DigiTripX.id – Sampah luar angkasa di orbit rendah Bumi (Low Earth Orbit/LEO) semakin menjadi perhatian serius. Insiden pecahnya satelit Intelsat 33e pada 19 Oktober 2024 menambah kekhawatiran akan risiko yang di timbulkan. Satelit tersebut di laporkan pecah menjadi sekitar 20 fragmen, menyebarkan puing-puing di wilayah orbit yang sudah padat, menurut laporan Komando Luar Angkasa Amerika Serikat.

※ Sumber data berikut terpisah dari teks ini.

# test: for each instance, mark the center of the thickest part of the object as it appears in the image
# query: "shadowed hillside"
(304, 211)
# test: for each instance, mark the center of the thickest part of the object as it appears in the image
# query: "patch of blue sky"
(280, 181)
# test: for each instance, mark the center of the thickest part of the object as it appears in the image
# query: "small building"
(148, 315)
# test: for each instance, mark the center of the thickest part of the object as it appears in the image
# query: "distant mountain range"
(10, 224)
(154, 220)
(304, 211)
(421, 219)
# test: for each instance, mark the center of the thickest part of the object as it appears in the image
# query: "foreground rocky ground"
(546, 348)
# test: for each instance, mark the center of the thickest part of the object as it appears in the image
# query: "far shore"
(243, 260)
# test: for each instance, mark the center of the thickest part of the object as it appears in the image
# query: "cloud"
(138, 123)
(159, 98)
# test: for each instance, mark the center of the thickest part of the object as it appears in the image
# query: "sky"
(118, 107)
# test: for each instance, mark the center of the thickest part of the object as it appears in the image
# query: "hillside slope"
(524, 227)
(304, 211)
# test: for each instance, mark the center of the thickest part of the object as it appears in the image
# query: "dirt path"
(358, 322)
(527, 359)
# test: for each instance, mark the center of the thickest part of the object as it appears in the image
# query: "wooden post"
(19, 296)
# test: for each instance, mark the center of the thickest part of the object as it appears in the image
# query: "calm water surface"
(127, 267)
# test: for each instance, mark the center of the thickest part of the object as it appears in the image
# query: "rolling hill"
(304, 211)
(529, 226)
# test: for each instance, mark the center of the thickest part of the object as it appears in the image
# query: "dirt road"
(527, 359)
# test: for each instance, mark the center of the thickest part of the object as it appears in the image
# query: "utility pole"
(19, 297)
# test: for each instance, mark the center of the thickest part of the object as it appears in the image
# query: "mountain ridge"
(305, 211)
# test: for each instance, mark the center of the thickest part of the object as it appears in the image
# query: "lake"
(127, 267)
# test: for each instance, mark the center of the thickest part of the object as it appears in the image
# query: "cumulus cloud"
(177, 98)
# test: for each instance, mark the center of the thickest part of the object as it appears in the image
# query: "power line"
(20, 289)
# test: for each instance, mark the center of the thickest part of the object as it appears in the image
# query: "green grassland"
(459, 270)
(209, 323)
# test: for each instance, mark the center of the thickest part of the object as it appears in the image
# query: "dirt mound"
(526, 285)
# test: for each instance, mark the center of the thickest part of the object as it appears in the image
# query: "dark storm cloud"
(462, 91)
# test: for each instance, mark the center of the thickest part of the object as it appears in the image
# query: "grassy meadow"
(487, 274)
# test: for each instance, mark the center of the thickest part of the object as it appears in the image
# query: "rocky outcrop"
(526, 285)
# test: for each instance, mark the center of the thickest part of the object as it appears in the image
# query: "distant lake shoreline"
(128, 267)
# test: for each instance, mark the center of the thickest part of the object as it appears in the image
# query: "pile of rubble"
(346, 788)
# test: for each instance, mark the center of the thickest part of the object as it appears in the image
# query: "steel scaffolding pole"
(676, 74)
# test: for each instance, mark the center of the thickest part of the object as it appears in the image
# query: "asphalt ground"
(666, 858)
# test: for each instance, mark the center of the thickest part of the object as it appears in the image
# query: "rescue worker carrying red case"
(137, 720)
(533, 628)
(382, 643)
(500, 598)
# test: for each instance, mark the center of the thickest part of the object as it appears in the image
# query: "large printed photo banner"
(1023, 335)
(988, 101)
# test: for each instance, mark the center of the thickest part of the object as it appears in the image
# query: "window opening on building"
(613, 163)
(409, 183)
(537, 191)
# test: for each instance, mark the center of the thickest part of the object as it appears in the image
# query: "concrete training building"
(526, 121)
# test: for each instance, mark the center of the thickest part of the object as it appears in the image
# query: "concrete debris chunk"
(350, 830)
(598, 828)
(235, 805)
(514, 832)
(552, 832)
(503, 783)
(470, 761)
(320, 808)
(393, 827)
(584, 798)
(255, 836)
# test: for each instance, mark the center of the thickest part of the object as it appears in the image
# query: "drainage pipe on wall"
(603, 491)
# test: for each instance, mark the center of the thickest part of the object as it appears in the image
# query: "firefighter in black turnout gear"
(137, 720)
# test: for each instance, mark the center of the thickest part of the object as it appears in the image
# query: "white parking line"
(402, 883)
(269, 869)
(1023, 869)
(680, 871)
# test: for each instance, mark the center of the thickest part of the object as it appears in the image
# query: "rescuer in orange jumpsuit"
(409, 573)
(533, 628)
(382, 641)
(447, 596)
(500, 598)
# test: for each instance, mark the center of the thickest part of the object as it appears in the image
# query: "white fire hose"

Penyebab kerusakan satelit itu belum diketahui, tetapi para ahli memperingatkan ancaman nyata dari peningkatan sampah luar angkasa. Fenomena ini berpotensi memicu Sindrom Kessler, yakni reaksi berantai tabrakan antar-puing yang bisa membuat eksplorasi luar angkasa dan peluncuran satelit baru menjadi mustahil.
“Jika probabilitas tabrakan terlalu tinggi sehingga kita tidak bisa lagi meluncurkan satelit, maka itu akan menjadi masalah besar,” kata John L. Crassidis, ahli sampah luar angkasa dari Universitas Buffalo, seperti di kutip dari Earth.com pada Selasa (7/1/2025).
Orbit Rendah Bumi dalam Risiko Tinggi
LEO, yang berada di ketinggian 160–2.000 kilometer dari permukaan Bumi, menjadi jalur utama bagi satelit komunikasi, cuaca, dan stasiun luar angkasa. Orbit ini sangat strategis karena memungkinkan satelit mengelilingi Bumi dalam waktu sekitar 90 menit, sehingga cocok untuk kebutuhan modern.
Namun, kepadatan satelit aktif di LEO terus meningkat. Saat ini, lebih dari 10.000 satelit aktif mengorbit Bumi, termasuk sekitar 6.800 satelit milik Starlink dari SpaceX. Hal ini memperbesar risiko tabrakan.
Baca Juga : Hidup di Dunia Simulasi? Profesor Fisika Ini Punya Teori Menarik!
Menurut Bill Therien, Chief Technology Officer di ExoAnalytic Solutions, puing-puing ruang angkasa yang terlacak beragam ukurannya, mulai dari sebesar bola sofbol hingga sebesar pintu mobil. “Setiap potongan puing yang cukup besar dapat menyebabkan kerusakan fatal pada satelit aktif,” ujarnya.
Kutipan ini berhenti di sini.